# Koordinatenmessmaschine - fällt diese auch unter die MRL



## Profilator (11 Oktober 2018)

Hallo,

in der Fertigung von z.B. Zahnrädern sind sog. Koordinatenmessmaschinen häufig anzutreffen. Diese haben meist 3-5 NC Achsen (X /Y/ Z und eine drehbare Werkstückaufnahme).

Diese Maschinen bewegen sich zwar naturgemäß langsam (während des automatisch ablaufenden Messvorgang), sind aber in Prinzip offen und frei zugänglich.

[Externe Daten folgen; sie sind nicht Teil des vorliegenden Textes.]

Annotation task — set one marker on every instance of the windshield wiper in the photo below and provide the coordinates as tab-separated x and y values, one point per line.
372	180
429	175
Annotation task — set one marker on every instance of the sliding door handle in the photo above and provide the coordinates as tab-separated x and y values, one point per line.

Meist werden die Quetschbereiche der linearen Bewegungsachsen lediglich mit einfachen Faltenbälgen abgedeckt. Für mich wirken diese 
Faltenbälge mehr wie ein Staubschutz, aber nicht wie eine wirkungsvolle Zugriffsverhinderung. Wenn man im Vergleich dazu die Werkzeugmaschinen sieht, und welcher Aufwand da getrieben wird (komplette Einhausung, Schutzzäune, usw.)

Aber so eine Messmaschine muss doch auch unter die MRL fallen (mehrere elektrisch angetriebene Achsen) ?

kennt sich da jemand mit aus ?



Profilator


----------



## stevenn (12 Oktober 2018)

na logisch fallen solche "Koordinatenmess*maschinen*" unter die Maschinenrichtlinie. Warum sollten sie nicht darunter fallen?


----------



## det (12 Oktober 2018)

Hallo Profilator,

diese Art Maschinen kenne ich nur vom Hören, habe aber noch keine in Aktion gesehen. Wie schnell bewegen die sich? Wie stark sind sie. Können die überhaupt weh tun? Ein Faltenbalg kann durchaus ausreichend sein. Eine CNC Fräse ist doch schon eine andere Kampfklasse, oder? Ich würde als C-Norm die vom Roboter nehmen (DIN EN 10218). Ein Roboter ist quasi das Gleiche, Koordinaten mit mehreren Achsen anfahren. Hier hast Du im Einrichte Betrieb eine Geschwindigkeit von max. 250mm/s. Freigabe mit Totmannschalter. Risikoanalyse machen und Du weißt welcher PL gebraucht wird.

Grüße Detlef


----------



## Tommi (13 Oktober 2018)

Hallo,

det, Deinen Verweis auf die Roboternorm finde ich gut.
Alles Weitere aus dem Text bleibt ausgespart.